According to the comprehensive report by WiseGuy Reports, the Global Gene Therapy in CNS Disorder Market was valued at approximately $5.8 billion in 2024. This valuation serves as a baseline for what is expected to be a period of extraordinary expansion. The market is projected to grow from $6.7 billion in 2025 to an impressive $25.0 billion by 2035. This growth trajectory represents a compound annual growth rate (CAGR) of 14.2% over the forecast period from 2025 to 2035. In essence, the market is expected to more than quadruple in value within a single decade, underscoring the accelerating adoption of gene-based therapies for neurological conditions.

Several interconnected factors are driving this explosive growth. First and foremost is the increasing prevalence of CNS disorders worldwide. According to the World Health Organization, the global population aged 60 years and older is expected to reach 2.1 billion by 2050, up from 1 billion in 2019. This demographic shift correlates directly with increased incidence of age-related CNS disorders. The Alzheimer's Association estimates that in 2020, there were approximately 5.8 million Americans living with Alzheimer's disease, a number projected to rise to nearly 14 million by 2060. Parkinson's disease, Huntington's disease, amyotrophic lateral sclerosis (ALS), and multiple sclerosis affect millions more globally. This rising prevalence creates urgent demand for innovative treatments that can modify disease progression rather than merely alleviating symptoms.

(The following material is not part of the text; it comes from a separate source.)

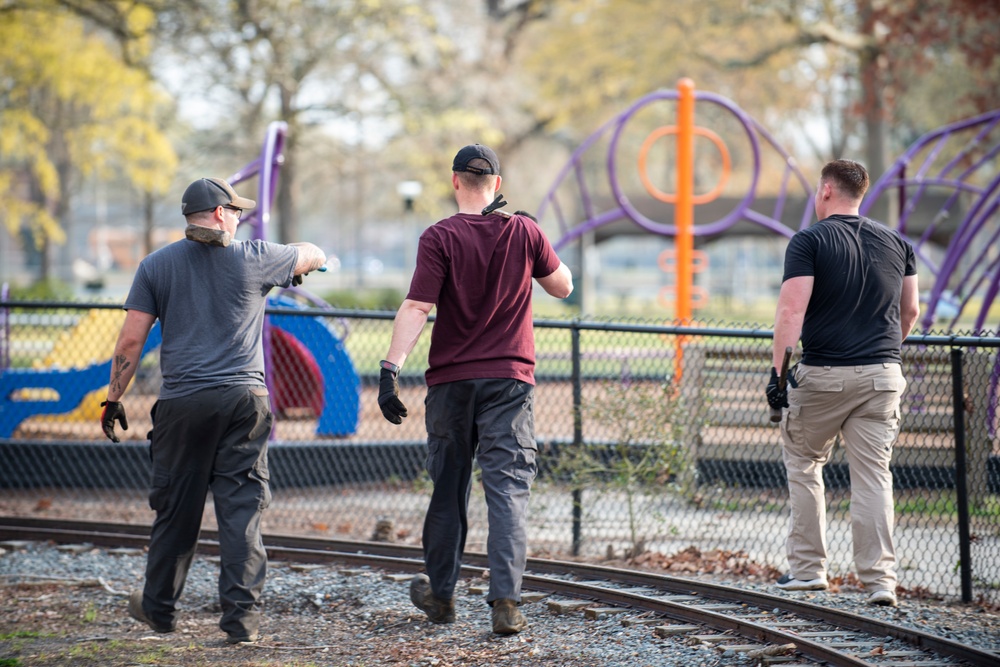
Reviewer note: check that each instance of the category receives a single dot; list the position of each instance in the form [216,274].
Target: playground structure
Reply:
[306,363]
[970,174]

Second, advancements in gene editing technologies are revolutionizing the field. The development of CRISPR-Cas9 and other genome editing systems has enabled precise modification of genetic material, offering the potential to correct disease-causing mutations at their source. A National Institutes of Health study highlighted that CRISPR technology has already seen successful applications in the laboratory for treating genetic mutations responsible for various CNS disorders. Organizations like the Broad Institute are pursuing research to expand the capabilities of gene editing, leading to better outcomes in the treatment of CNS disorders.

Third, growing investment in research and development is accelerating the pipeline of gene therapies for CNS disorders. The National Institutes of Health's budget for neuroscience research reached over $3 billion for fiscal year 2022 to support innovative projects, including gene therapies. Industry collaborations between academic institutions and biotechnology firms are increasingly common, leveraging expertise to accelerate drug development. The report notes that governments and health organizations are prioritizing gene therapies as solutions for neurodegenerative diseases, providing regulatory support that facilitates faster approvals and market entry.

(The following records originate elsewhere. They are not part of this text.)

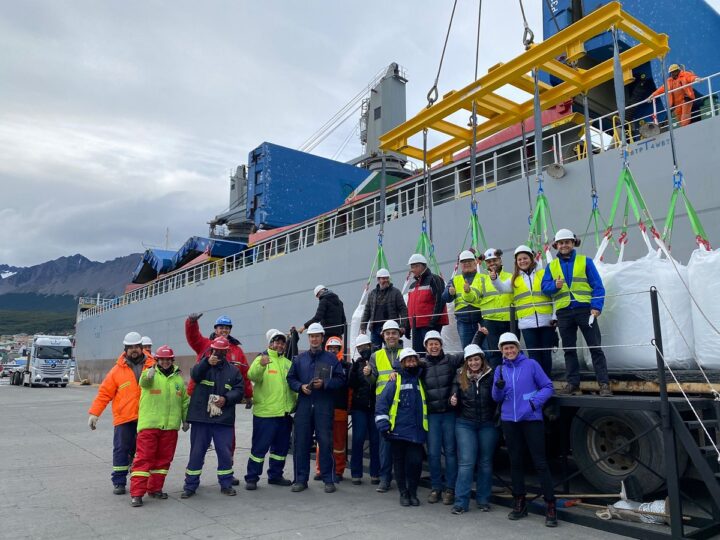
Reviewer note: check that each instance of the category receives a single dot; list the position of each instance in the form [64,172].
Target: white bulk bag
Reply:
[704,276]
[627,317]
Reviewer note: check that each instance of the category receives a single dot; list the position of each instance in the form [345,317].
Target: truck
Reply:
[49,362]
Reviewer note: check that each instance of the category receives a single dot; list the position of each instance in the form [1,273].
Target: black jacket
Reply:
[223,379]
[330,313]
[363,398]
[438,375]
[394,303]
[476,403]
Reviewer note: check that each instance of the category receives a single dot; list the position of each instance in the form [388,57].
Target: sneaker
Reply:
[280,481]
[434,496]
[570,390]
[448,496]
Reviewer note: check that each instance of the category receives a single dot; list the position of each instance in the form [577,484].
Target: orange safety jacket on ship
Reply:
[120,387]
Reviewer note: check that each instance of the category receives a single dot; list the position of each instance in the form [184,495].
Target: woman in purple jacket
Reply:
[522,388]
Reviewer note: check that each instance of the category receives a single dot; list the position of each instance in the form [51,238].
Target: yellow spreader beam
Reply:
[500,112]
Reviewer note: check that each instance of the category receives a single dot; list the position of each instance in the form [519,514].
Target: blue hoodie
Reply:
[527,388]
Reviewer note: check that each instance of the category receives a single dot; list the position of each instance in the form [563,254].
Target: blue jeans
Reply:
[476,444]
[364,428]
[441,439]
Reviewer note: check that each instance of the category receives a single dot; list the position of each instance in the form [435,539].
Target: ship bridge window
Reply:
[47,352]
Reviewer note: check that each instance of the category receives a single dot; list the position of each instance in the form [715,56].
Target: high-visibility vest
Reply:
[530,301]
[579,288]
[476,285]
[495,305]
[384,367]
[396,402]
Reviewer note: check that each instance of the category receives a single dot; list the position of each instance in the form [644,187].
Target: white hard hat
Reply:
[508,337]
[564,234]
[390,325]
[271,334]
[132,338]
[473,350]
[407,352]
[416,258]
[318,289]
[524,249]
[362,339]
[432,334]
[316,328]
[466,255]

The market is also being shaped by a noticeable shift towards personalized gene therapies tailored to individual patient profiles, particularly in North America and Europe, where regulations are becoming more favorable for innovative treatment options. The convergence of technology and healthcare, particularly advancements in CRISPR and other gene-editing tools, is fueling interest and investment in the gene therapy sector, making it a vibrant field with the potential for transformative results in the management of CNS disorders.

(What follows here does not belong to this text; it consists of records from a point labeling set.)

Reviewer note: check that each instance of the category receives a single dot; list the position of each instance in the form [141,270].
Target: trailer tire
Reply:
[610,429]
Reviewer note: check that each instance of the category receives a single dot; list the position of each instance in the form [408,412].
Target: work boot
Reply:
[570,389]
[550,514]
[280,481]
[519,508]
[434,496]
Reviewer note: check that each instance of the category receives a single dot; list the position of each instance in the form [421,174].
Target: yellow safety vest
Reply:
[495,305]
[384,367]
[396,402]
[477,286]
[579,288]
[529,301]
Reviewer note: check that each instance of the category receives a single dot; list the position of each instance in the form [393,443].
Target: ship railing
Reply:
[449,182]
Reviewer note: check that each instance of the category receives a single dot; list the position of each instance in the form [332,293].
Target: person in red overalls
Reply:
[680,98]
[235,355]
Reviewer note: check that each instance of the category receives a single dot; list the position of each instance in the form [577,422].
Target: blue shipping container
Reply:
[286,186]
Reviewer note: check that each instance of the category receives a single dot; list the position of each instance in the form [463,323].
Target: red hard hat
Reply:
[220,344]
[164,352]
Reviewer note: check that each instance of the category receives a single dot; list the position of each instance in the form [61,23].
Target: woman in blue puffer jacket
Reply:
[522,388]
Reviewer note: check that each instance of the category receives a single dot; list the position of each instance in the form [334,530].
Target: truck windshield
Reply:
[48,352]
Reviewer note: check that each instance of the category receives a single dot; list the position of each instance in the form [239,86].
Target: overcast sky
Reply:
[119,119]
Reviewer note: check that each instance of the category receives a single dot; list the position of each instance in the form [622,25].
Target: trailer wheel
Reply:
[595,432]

Regionally, North America leads the market, valued at $3 billion in 2024 and projected to grow substantially to $12 billion by 2035, driven by advanced healthcare infrastructure and robust R&D activities. Europe follows with steady expansion, supported by favorable regulatory frameworks like the European Medicines Agency's adaptive pathways. The Asia-Pacific region is poised for rapid growth, fueled by rising healthcare expenditures, greater adoption of innovative therapies, and supportive government initiatives like Japan's Sakigake Designation System.